Collaboration with Westminster Kingsway College aims to educate culinary students in seasonal produce
Traders at New Covent Garden Market (NCGM) have partnered with Westminster Kingsway College’s School of Culinary Arts to help educate the next generation of chefs.
A diverse range of fresh produce is being supplied by wholesalers in each month of 2023, along with a monthly fact sheet, to help students learn about seasonal fruits and vegetables.
According to the Covent Garden Market Authority, the new initiative aims to shine a light on how and where different products are grown; their nutritional value; and the way the supply chain works.
José Souto, senior chef lecturer in culinary arts at Westminster Kingsway, said: “Every top chef in London will work with a trader at the market, so to get them engaged at this stage of their development is really important.”
Paul Grimshaw, managing director of NCGM distributor D.D.P., added: “There is a big focus on seasonality and sustainability, and a lot of the product will be British, but we’ll also be including imported product, for example pomegranates in January, to let them know about how the supply chain works more broadly.”
Among the products sent to students in January were January King cabbages, supplied by D.D.P. They were grown by DE & DM Drinkwater, a long-established family business specialising in seasonal vegetables and soft fruit, run from Washbrook Farm, Ebrington, in the heart of the Cotswolds.
The Drinkwater family started vegetable growing in the late 1940s and successive generations have joined the business after leaving school.
Passionate about local, seasonal vegetables which generate minimal food miles, the Drinkwaters sell a large proportion of their crop to local wholesalers and retailers. They also supply selected wholesalers a little further afield, including S Thorogood in New Covent Garden Market, which in turn supplies D.D.P.
January King is a cultivar with intermediate morphology between Savoy cabbage and white cabbage.
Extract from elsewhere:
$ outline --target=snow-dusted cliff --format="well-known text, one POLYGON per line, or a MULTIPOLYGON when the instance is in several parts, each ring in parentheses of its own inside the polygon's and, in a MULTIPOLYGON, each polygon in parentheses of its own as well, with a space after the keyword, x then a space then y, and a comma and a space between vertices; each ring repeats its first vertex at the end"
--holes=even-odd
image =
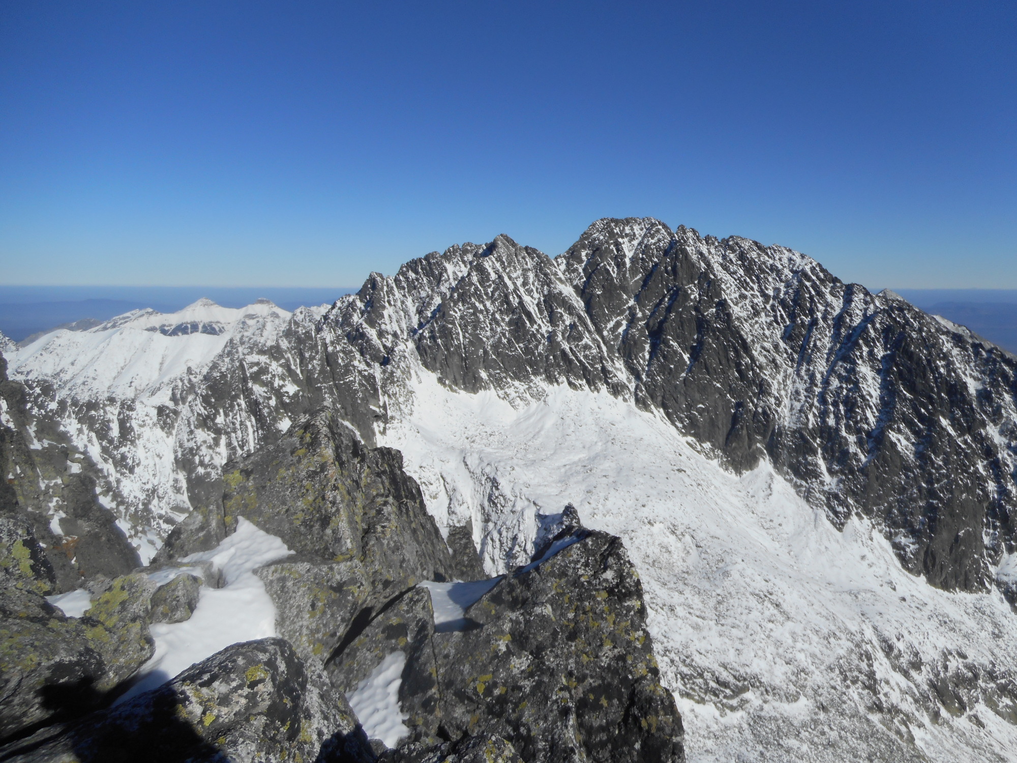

It is a traditional, hardy variety that is more resistant to frost and copes better with wet weather than some other cultivars, so it does well in the British climate, surviving all but the harshest winters.
Although January King has a longer season than the name suggests, it was most probably named due to its peak growing window.
The variety, which has been grown in England since at least the 1860s, forms heavy, densely packed heads of purple-green leaves.
It has a more intense, even earthy flavour than many cabbage varieties, with a sweet, delicate and tender taste.